To be honest, my taste and knowledge in English music begins with Bob Dylan, travels through Joni Michelle and ends at Don McLean. Dylan has been the most dominant force, because I always thought that he was always a better songwriter than a singer. His songs have never been ‘songs’. They were poems, orated with instruments, that were tied to his arms, legs and head and the audience would be enthralled by the depth of those simple words more than the harmonica or the electric guitar. ‘Blowing’ and ‘wind’ were inconsequential words separately, but when he sang them together, “Blowin in the wind” became the quintessential debate of the century.

As poet Billy Collins commented after Dylan’s selection: “Most song lyrics don’t really hold up without music, and they are not supposed to. Bob Dylan is in the 2 percent club of songwriters whose lyrics are interesting on page even without the harmonica and the guitar and his very distinctive voice. I think he does qualify as poetry.”

More than Homer, Dylan’s case reminds me of Aesop. Thousands of Aesop’s fables are still prevalent in different forms, versions, languages, in all parts of the world. From ‘thirsty crow’ to ‘the boy who cried wolf’, Aesop’s simplistic lessons about life are timeless classics and have been included in every moral education curriculum of every country for young children.
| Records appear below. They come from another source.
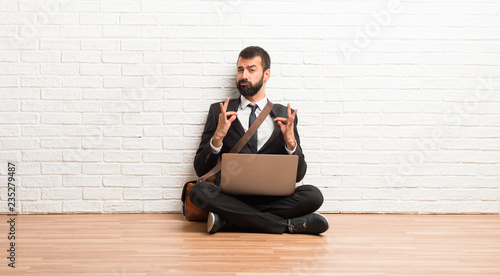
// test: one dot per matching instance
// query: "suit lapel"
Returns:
(233, 106)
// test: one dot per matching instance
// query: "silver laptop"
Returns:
(258, 174)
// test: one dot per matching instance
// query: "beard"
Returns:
(250, 90)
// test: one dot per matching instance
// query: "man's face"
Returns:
(250, 77)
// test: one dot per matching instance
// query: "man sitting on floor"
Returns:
(225, 125)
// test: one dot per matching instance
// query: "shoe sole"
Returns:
(327, 222)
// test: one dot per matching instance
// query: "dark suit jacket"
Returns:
(205, 160)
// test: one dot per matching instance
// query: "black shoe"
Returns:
(215, 223)
(309, 224)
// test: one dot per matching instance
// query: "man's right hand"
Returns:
(224, 124)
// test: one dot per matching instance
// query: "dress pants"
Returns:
(257, 213)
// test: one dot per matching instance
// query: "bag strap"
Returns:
(243, 140)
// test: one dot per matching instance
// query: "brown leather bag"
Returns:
(189, 210)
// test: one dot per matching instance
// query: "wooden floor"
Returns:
(165, 244)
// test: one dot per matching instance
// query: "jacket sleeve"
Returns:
(205, 159)
(302, 167)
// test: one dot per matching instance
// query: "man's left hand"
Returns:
(287, 128)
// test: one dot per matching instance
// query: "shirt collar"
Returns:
(261, 104)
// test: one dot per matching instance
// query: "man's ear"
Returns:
(267, 75)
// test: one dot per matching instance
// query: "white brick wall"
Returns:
(103, 102)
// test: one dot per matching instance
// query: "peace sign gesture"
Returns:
(224, 124)
(287, 129)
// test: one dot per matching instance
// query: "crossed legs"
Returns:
(257, 213)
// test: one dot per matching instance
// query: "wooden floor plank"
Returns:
(166, 244)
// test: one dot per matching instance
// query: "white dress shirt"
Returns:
(264, 131)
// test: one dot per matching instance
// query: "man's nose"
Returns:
(245, 75)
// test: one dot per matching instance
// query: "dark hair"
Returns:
(254, 51)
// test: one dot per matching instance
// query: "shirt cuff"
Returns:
(290, 152)
(214, 149)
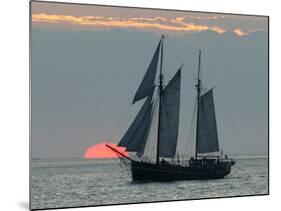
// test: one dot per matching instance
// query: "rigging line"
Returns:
(191, 128)
(177, 56)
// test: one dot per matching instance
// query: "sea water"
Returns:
(76, 182)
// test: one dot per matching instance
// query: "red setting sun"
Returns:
(102, 151)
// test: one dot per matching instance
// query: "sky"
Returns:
(87, 62)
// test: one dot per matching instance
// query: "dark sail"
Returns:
(136, 136)
(169, 124)
(207, 126)
(147, 84)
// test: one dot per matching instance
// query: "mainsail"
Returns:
(147, 84)
(207, 126)
(170, 107)
(135, 138)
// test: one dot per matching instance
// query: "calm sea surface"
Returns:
(73, 183)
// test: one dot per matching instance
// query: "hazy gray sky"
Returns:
(87, 62)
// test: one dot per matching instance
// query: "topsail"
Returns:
(147, 84)
(170, 107)
(207, 126)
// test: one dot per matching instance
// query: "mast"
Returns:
(160, 99)
(198, 87)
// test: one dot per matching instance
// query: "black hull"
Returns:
(142, 171)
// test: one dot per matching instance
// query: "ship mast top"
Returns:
(198, 88)
(160, 99)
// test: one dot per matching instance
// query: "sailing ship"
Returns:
(166, 101)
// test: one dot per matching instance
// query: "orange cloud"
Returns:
(174, 24)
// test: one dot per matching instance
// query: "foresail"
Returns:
(207, 126)
(147, 84)
(169, 124)
(135, 137)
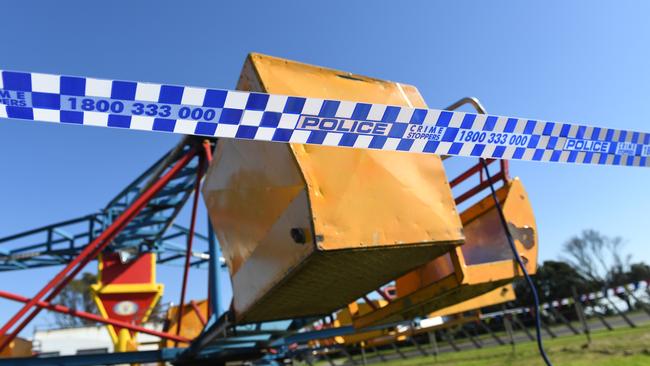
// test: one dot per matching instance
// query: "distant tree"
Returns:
(639, 272)
(76, 295)
(553, 280)
(597, 257)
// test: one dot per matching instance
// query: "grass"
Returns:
(624, 347)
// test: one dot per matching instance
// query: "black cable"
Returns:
(529, 280)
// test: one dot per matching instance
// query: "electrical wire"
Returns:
(515, 253)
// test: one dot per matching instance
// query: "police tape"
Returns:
(294, 119)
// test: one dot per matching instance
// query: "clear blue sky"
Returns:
(579, 61)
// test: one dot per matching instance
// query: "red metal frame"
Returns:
(190, 239)
(207, 149)
(93, 317)
(89, 253)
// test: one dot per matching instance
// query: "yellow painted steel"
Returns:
(367, 217)
(123, 341)
(19, 347)
(497, 296)
(192, 323)
(344, 318)
(481, 265)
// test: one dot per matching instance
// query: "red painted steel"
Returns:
(190, 239)
(196, 309)
(96, 318)
(90, 252)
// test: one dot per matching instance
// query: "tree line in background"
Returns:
(590, 262)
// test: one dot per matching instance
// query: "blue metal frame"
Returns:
(152, 230)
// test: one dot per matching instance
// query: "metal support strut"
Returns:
(89, 253)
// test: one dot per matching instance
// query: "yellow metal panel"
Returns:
(248, 186)
(497, 296)
(344, 317)
(367, 216)
(19, 347)
(192, 324)
(484, 261)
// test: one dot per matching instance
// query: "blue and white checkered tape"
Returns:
(294, 119)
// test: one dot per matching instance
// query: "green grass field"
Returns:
(624, 347)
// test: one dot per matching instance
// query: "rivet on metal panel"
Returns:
(298, 235)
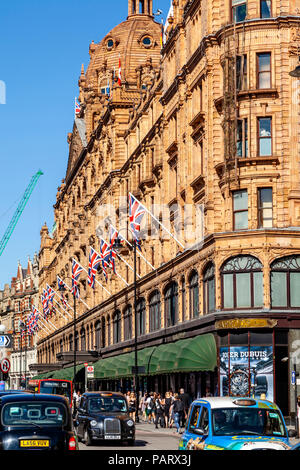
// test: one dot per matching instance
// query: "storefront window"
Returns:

Even more so, most of his works have been modernised, altered and claimed by many anonymous story tellers and it is a common occurrence to find his work being sold in the market as Russian, Indian or Egyptian folktales.

Amusing as it sounds, Aesop, much like Dylan, was a story teller and not a ‘writer’, who went from village to village, told his stories to masses, in oral form.

In the last 50 years, I don’t remember a writer or a poet who has been so polarising and reachable to such a huge chunk of the world population.

I think, this separates Dylan from other musicians and dare I say, writers. His words have a far bigger appeal than any of the music that he has created. He has been poetic, prophetic even, when it came to saying things blatantly about wrongs and rights of societies. His intrepidity as a lyricist, inadvertently makes him a writer of highest class. And even more so, because, his words have made bigger impact on lives of millions of different ages, across the globe.

I wonder if any other musician, writer or poet has challenged his own limits and the limits of the society as much as Dylan did in different times of his life. At 75, his selection for the highest honour, pushes many more envelopes.

The amount of great work that likes of Murakami, Peter Cary, Hillary Mantel or Salman Rushdie have produced over the years is definitely commendable and awe-worthy but perhaps, here, the nomination of Dylan, a ‘mere song wright’ for the most auspicious and prestigious literary award marks a new turn of events. Perhaps, the committee wanted to broaden the definition of literature itself, and what better way than to seek the “Tambourine Man” himself?

It was meant to stir a controversy. But controversies are the catalysts for revolutions. And, revolutions bring changing times.